Jul 21, 2020: Vol 20 No 88

Every other day, somebody, somewhere in the world, presents a new mathematical model of how much worse the pandemic is going to get, or perhaps when the pandemic will end. Nobody can see into the future. So why should we believe these models any more than we believe astrological forecasts?

Herd immunity

Immunity results from vaccination or from getting infected and surviving. The pandemic will draw to an end when herd immunity is achieved; that is, when so many people in the population have become immune to the disease that its hard for a newly infected person to infect anybody else.

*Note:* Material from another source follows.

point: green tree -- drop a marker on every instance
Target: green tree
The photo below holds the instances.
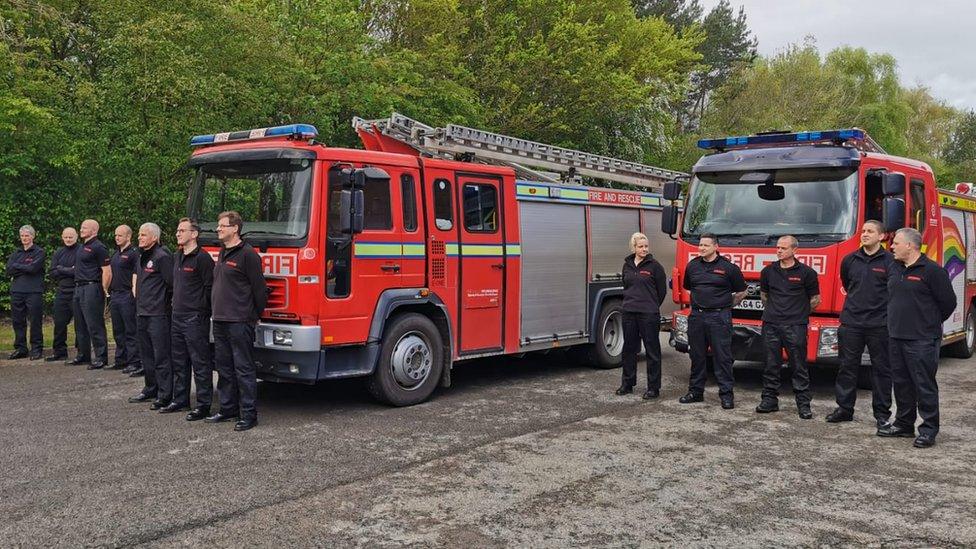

The herd immunity threshold is estimated by the simple formula (R0-1)/R0. In this formula, R0 is the average number of persons a newly infected patient transmits the disease to; so, on average, if each person infects 2 other persons, R0 is 2 (Fine et al, 2011; Kwok et al, 2020).

The herd immunity formula result is expressed as a percentage. A few seconds of mental arithmetic tells us that if R0 is 2, about 50% of the population must become immune for the pandemic to slow down and stop. Or, if R0 is 10, about 90% of the population must become immune for the pandemic to draw to an end.

R0 is not easily estimated. Some persons are Covid-19 superspreaders because they generate a lot of aerosols when they speak and because they expel a lot of virus in these aerosols. Some people live in crowded areas and will therefore also infect many people. In contrast, some people live alone and dont move around much and so dont spread the virus to anybody else.

This means that how the disease spreads is very variable. It could vary because of differences in immune response capacity related to age and the presence of medical comorbidities. It could vary because of variations in population density in urban vs rural areas. It could also vary depending on whether or not people wear masks and practice social distancing. Finally, it could vary depending on whether or not partial or complete lockdown is enforced.

Thus R0 and the percentage of the population defining herd immunity depend on many factors. Mathematical models therefore need to take all the factors into consideration.

Unfortunately, partial and complete lockdown are imposed at different places at different times, and are enforced with different degrees of rigor. People wear masks and practice social distancing with different degrees of conscientiousness. We dont know how many people are superspreaders in a population-dense area and how many people are immunologically vulnerable to infection.

So mathematical models need to make assumptions about these factors. If the assumptions are wrong, the conclusions of the model will be wrong. Given that most of the assumptions are based on educated guesses or on approximations from poorly gathered data, it is certain that the model will itself be an approximation. This is why some models offer best case and worst case scenarios – they tweak the assumptions and look at the results from the model resulting from each tweak.

So whenever a new mathematical model is published, the reader must first ask what the assumptions were and what the error margin is. Some models make absurd assumptions, which is why they are so badly off the mark.

The dangers of forecasting

If a child weighs 3 kg at birth, 6 kg at 6 months, and 9 kg at 1 year, what will the child weigh at age 10 years? The simplest mathematical model assumes that the gain in weight will be linear, and that the child will therefore uniformly gain 3 kg every 6 months. So a 10-year-old child should weigh 63 kg. We know that this is not true. So what went wrong?

The assumption in this model is that weight gain occurs uniformly across time. However, from experience, we know that weight gain slows down in early childhood; then there is a spurt during adolescence, after which there is another plateau, and then another spurt in weight during middle-life, and then another plateau, and then even weight loss, in old age.

Throwing a spanner into the works, gender, genes, nutrition, pregnancy, disease, and other factors can also affect weight. How would a mathematical model know all this in the case of something new, such as Covid-19? So this is the problem with Covid-19 models. There are not only known unknowns, but unknown unknowns, as well, that can affect the model.

So why have models, at all? The answer is that models are necessary to educate people about what might lie ahead, and to guide policy-making. We must, however, be aware of the limitations of the models. As it is said, “Hope for the best, but prepare for the worst”. We don’t need a model to be sensible.

A twist in the tail

Herd immunity and the models depend on whether the vaccine or infection by the disease truly results in persistent immunity. If the immunity wears off early, then models that assume immunity will no longer be valid. So, Mr Mathematial Model, tell me what your assumptions are and I will decide what to believe.


Fine P, Eames K, Heymann DL. “Herd immunity”: a rough guide. Vaccines 2011; 52: 911-916.

Kwok KO, Lai F, Wei WI, Wong SYS, Tang JWT et al. Herd immunity – estimating the level required to halt the COVID-19 epidemics in affected countries. J Infect. 2020; 80: e32–e33.